Я пожал плечами. Даже это движение вызывало клокочущую боль во всем теле. Осторожно закурил.
— Его зовут Щербаков, — сказал я. — Николай Андреевич Щербаков. Генеральный директор московской инвестиционной фирмы «Гермес». Мой брат Сергей, он работал у Щербакова менеджером.
— И?
— У Щербакова была любовница. Ее звали Людмила Косникова. Он содержал свою любовницу: оплачивал ее квартиру, купил ей машину — давал ей деньги на все. Месяца полтора назад они возвращались в город из какого-то места под Москвой. Скорее всего, у них там был еще один укромный уголок для свиданий. Ну, вы понимаете, о чем я.
— Да уж, — буркнул опер.
— Ехали на машине любовницы. Она сама была нетрезвой. Скорее всего, Щербаков тоже. Не знаю, кто был за рулем. Это не особо и важно сейчас. Так вышло, что тот, кто крутил баранку, не справился с управлением и вписался в ограждение. Это произошло на Втором Успенском шоссе.
— Я живу в Новокуйбышевске, мне эти адреса ни о чем не говорят, — устало проворчал опер. — Дальше что?
— В аварию они угодили на ее машине. Косникова насмерть. Щербаков был легко ранен. Может быть, лицо разбил о панель при ударе. И вот он стоит ночью на загородной трассе рядом с разбитой машиной и трупом своей любовницы. Быть участником официальных разборок он не мог. Почему, не знаю. Это ваша работа. Мне кажется, из-за жены. Может быть, на нее было оформлено почти все их имущество, и в случае развода она оставила бы его без гроша. А может, и вовсе ей все и принадлежало. Но это наверняка связано с деньгами, с большими деньгами. Поэтому Щербаков не мог рисковать. И он решил смыться оттуда. Он поджег машину, чтобы уничтожить все следы.
— Какие следы?
— Свои. Если он получил травму, там была его кровь. Щербаков поджег машину и смылся. Скорее всего, прошел через лес до следующей дороги. У него был сотовый, который он завел чисто для контактов с любовницей, чтобы жена не узнала. С этого телефона он позвонил моему брату.
— Почему ему?
— Сергей хороший водитель. Он получил права в шестнадцать лет. За семь лет стажа ни единого тычка. Щербаков велел ему приехать и забрать его. Только так он мог добраться в город, не рискуя ничем. Вызови такси, или лови попутку — в случае расследования полиция найдет этих свидетелей. А здесь соучастником поневоле стал собственный подчиненный, на которого можно давить.
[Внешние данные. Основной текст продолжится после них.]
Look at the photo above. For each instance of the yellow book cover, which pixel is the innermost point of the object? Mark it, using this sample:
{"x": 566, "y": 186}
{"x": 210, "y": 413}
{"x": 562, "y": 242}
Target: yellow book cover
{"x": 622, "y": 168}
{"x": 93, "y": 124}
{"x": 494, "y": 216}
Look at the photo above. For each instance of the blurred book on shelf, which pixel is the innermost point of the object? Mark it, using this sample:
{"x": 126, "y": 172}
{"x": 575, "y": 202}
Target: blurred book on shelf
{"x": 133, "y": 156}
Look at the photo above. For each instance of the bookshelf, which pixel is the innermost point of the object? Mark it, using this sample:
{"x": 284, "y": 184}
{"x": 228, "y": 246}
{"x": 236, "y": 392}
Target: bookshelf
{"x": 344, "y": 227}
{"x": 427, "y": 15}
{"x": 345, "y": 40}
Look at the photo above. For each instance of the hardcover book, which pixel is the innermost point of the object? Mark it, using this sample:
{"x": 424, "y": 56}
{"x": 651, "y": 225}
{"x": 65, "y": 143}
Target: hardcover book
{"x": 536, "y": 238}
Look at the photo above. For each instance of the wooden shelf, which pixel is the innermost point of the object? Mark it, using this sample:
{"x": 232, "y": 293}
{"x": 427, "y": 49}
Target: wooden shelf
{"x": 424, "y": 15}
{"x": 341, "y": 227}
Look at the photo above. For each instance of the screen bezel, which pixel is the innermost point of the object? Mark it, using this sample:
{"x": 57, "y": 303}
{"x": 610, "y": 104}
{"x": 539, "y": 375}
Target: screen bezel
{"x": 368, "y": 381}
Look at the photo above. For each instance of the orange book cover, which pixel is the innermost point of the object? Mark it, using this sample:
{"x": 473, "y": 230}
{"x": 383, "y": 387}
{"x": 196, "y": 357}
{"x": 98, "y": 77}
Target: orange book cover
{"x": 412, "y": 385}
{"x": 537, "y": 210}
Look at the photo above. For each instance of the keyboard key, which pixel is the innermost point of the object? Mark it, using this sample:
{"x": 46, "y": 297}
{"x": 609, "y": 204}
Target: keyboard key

Усатый опер устало покосился на Сергея на пороге фургона «скорой помощи».
— С чего ты вообще взял, что все так и было?
— Щербаков добрался до Москвы в машине моего брата. Там он наследил. На коврике под передним пассажирским сиденьем была его кровь. Когда его задержат, можно будет провести экспертизу. Сто процентов, она покажет полное соответствие.
— Хм, — откликнулся опер.
— Сергей честный парень. Он всегда был таким, — продолжал я. — Может быть, даже слишком честным. В наше время это не самое полезное качество. И Сергей не мог просто так все оставить. Он не мог держать все в себе, как требовал Щербаков. Он пришел ко мне. Но я тогда был в СИЗО, а в камере для свиданий все разговоры записываются, и он не смог ничего сказать. Просто намекнул на проблемы. Это его терзало. Наверняка много раз говорил и с Щербаковым. Тот, само собой, затыкал Сергея, сулил ему награду за молчание — вроде сделать его своим любимчиком и протеже. Таким он формально и стал. Помню, я даже удивился: несколько месяцев назад устроился в фирму, а уже приближенный директора — как такое может быть?